Since a filter’s purpose is to detect specific features, a large positive response indicates that the corresponding feature is present.

Linearity Reminder

An operator $W$ is **linear** if it satisfies: 1. Additivity (preserves sums): $$ W(x_1 + x_2) = W(x_1) + W(x_2) $$ 2. Homogeneity (preserves scalar multiplication): $$ W(\alpha x) = \alpha W(x), \quad \forall \alpha \in \mathbb{R} $$

Nature of Features in CNNs¶

Since CNNs are built on the idea of convolutional kernels,
during training they naturally learn to highlight meaningful components —
those that are important according to the optimized loss function.

A convolution kernel is a small $k \times k$ filter that slides across the image,
computing local linear combinations of pixels.

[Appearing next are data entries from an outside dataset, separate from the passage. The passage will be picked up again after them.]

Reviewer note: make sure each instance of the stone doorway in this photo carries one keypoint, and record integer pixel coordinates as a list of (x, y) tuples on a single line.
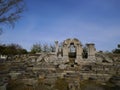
[(72, 53)]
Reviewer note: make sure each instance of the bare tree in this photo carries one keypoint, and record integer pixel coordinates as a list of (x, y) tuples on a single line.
[(10, 11)]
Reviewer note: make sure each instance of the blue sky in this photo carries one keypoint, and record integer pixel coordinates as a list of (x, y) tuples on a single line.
[(45, 21)]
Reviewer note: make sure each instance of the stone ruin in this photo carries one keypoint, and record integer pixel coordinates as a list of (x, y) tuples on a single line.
[(73, 47), (70, 61)]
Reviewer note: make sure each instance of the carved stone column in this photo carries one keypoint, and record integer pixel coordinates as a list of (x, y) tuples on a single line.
[(56, 47)]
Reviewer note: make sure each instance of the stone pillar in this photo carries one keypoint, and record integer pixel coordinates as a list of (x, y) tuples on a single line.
[(79, 51), (56, 47), (65, 53), (91, 51)]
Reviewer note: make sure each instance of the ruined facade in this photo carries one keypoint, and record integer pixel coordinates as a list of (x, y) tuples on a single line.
[(73, 47)]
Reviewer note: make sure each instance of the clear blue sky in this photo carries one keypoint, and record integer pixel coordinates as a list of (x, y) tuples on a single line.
[(96, 21)]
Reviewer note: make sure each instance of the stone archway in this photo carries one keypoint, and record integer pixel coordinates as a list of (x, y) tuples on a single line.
[(72, 51), (76, 44)]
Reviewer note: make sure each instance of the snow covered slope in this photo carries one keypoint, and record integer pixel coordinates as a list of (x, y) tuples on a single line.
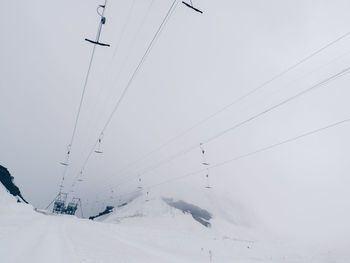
[(141, 231)]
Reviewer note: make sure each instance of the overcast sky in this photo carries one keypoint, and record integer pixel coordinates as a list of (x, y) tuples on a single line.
[(199, 64)]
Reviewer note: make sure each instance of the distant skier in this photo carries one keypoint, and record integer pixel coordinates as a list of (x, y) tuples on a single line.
[(7, 180)]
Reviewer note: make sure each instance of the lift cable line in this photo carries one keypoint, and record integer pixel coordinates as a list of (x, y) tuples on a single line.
[(236, 101), (212, 138), (150, 45), (96, 42), (108, 67), (246, 155)]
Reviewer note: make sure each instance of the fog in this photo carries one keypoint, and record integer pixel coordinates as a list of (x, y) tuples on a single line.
[(199, 64)]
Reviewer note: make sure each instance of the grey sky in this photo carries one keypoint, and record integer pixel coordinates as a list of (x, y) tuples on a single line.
[(199, 64)]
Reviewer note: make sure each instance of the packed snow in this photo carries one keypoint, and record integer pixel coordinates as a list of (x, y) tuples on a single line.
[(141, 231)]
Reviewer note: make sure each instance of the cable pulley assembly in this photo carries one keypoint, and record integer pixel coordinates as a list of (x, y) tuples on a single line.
[(102, 22)]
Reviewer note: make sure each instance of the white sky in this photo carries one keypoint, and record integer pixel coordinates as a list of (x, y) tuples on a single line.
[(199, 64)]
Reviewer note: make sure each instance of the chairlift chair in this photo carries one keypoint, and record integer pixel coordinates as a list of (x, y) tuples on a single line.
[(192, 7), (98, 150), (139, 187), (208, 184)]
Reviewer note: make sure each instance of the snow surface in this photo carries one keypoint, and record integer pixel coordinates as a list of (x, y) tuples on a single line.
[(142, 231)]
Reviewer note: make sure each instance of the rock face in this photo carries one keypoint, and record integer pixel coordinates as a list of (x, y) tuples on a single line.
[(7, 180), (198, 214), (108, 210)]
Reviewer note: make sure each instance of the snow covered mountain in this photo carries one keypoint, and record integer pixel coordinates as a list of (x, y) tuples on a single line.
[(158, 230)]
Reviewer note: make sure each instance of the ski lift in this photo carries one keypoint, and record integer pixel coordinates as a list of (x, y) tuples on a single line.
[(65, 162), (204, 162), (140, 186), (192, 7), (98, 150), (208, 184), (102, 22)]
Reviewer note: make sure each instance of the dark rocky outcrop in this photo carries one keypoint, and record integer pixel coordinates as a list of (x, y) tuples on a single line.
[(7, 180), (105, 212), (200, 215)]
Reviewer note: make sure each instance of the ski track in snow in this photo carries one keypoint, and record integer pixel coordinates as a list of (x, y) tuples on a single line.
[(157, 234)]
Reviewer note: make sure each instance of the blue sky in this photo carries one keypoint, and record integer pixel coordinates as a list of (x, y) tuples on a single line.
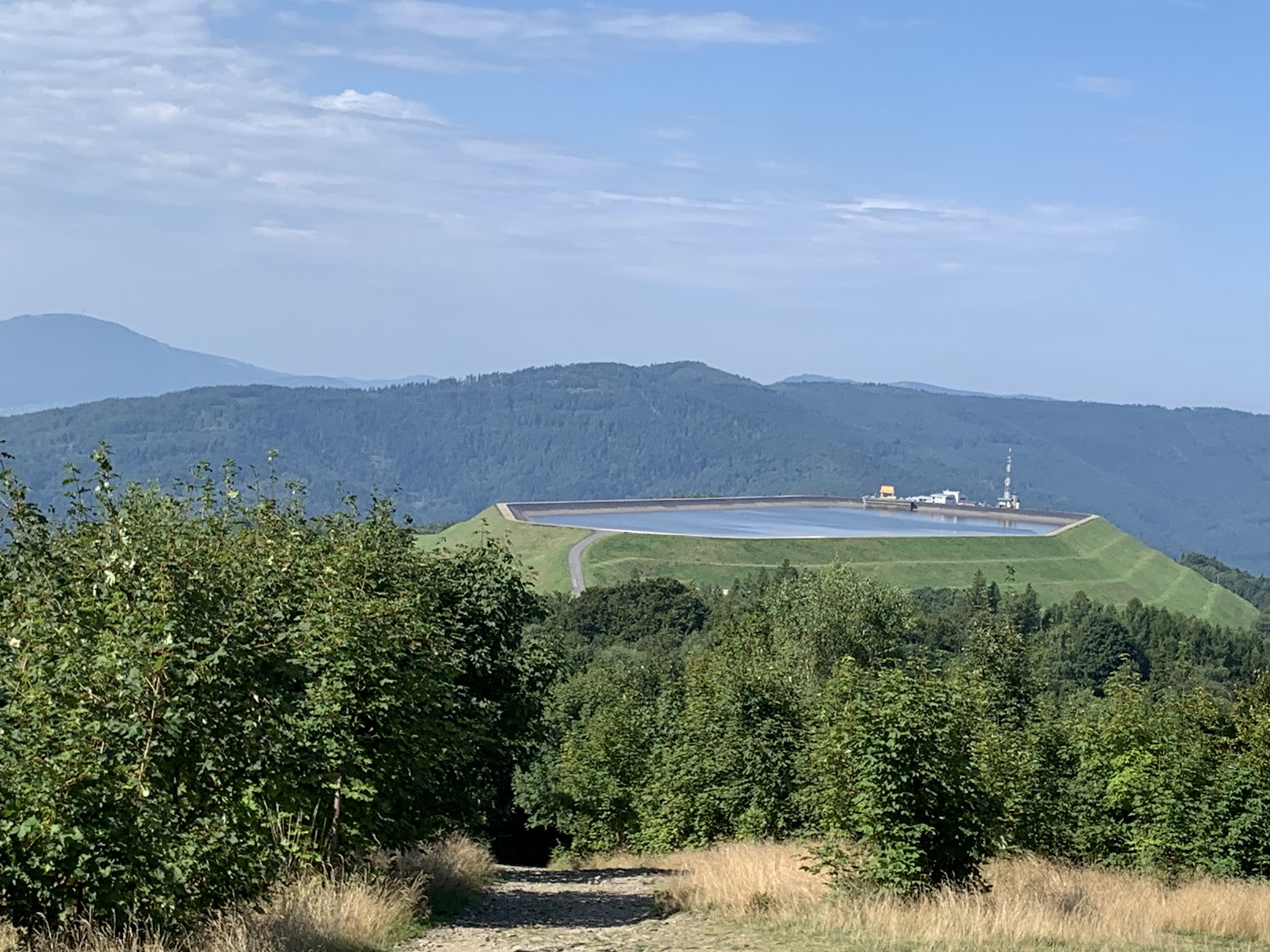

Hierarchical Feature Extraction¶

The combination of convolution kernels with parameter optimization
gives rise to the hierarchical organization of features:

Early convolutional layers
learn simple, low-level features: gradients, edges, corners, fine details.
Intermediate layers
begin to capture more complex textures and shapes.
Deeper convolutional layers
learn high-level patterns: object parts and their combinations.
Near the output (fully connected layers)
the network forms representations that can be interpreted
as abstract features of entire objects.

googlenet

GoogLeNet, src

This gradual progression of feature complexity is a core property of CNNs
and makes them an intuitive starting point for studying feature analysis in mechanistic interpretability.

Early Assumptions of Mechanistic Interpretability in CNNs¶

The first assumptions of mechanistic interpretability were demonstrated specifically in CNNs.
They were formulated and illustrated with empirical examples.
This introduction to the field consisted of three statements — not proven, but empirically observed.
Such statements are often called speculative.

In their raw form, they were as follows:

Statement 1. Features

Features are the fundamental units of neural networks.
They can be studied and understood as relatively autonomous objects.
In terms of linear algebra, they correspond to directions in activation space.

Statement 2. Circuits

Features are connected by weights, forming circuits.
These circuits can be studied as interactions between features,
from which more complex representations are built.

Statement 3. Universality

Analogous features and circuits emerge across different models and tasks.
That is, there exists a degree of universality in which features are learned and how they are combined.

zoom_in_circuits Source: Zoom In: An Introduction to Circuit

As we can see, what was missing at this stage was only the Internal World Model Hypothesis,
which emerged later in the analysis of large models solving a broader range of tasks than CNNs.